Question : Suppose cluster resources become scarce and the scheduler .. 1. Stop working 2. All jobs will hangs for some time 3. All jobs will be stopped and needs to be re-started 4. ResourceManager symmetrically request back resources from a running application
Correct Answer : 4 As previously described, the ResourceManager is the master that arbitrates all the available cluster resources, thereby helping manage the distributed
applications running on the YARN system. It works together with the per-node NodeManagers and the per-application ApplicationMasters. In YARN, the ResourceManager is primarily limited to scheduling-that is, it allocates available resources in the system among the competing applications but does not concern itself with per-application state management. The scheduler handles only an overall resource profile for each application, ignoring local optimizations and internal application flow. In fact, YARN completely departs from the static assignment of map and reduce slots because it treats the cluster as a resource pool. Because of this clear separation of responsibilities coupled with the modularity described previously, the ResourceManager is able to address the important design requirements of scalability and support for alternative programming paradigms. In contrast to many other workflow schedulers, the ResourceManager also has the ability to symmetrically request back resources from a running application. This situation typically happens when cluster resources become scarce and the scheduler decides to reclaim some (but not all) of the resources that were given to an application.

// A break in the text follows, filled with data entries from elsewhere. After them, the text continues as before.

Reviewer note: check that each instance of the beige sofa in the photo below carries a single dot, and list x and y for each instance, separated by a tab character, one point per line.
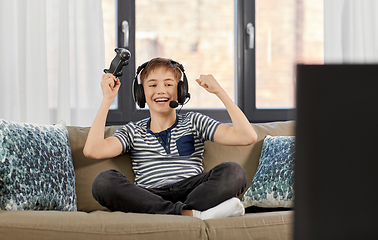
93	221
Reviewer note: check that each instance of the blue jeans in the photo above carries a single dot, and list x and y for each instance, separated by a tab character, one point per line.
201	192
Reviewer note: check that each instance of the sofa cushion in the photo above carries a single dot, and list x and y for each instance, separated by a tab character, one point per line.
272	185
267	226
87	169
98	225
36	167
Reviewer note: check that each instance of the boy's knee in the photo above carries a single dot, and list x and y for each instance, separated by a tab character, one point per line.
102	184
234	175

In YARN, ResourceRequests can be strict or negotiable. This feature provides ApplicationMasters with a great deal of flexibility on how to fulfill the reclamation requests-for example, by picking containers to reclaim that are less crucial for the computation, by checkpointing the state of a task, or by migrating the computation to other running containers. Overall, this scheme allows applications to preserve work, in contrast to platforms that kill containers to satisfy resource constraints. If the application is noncollaborative, the ResourceManager can, after waiting a certain amount of time, obtain the needed resources by instructing the NodeManagers to forcibly terminate containers.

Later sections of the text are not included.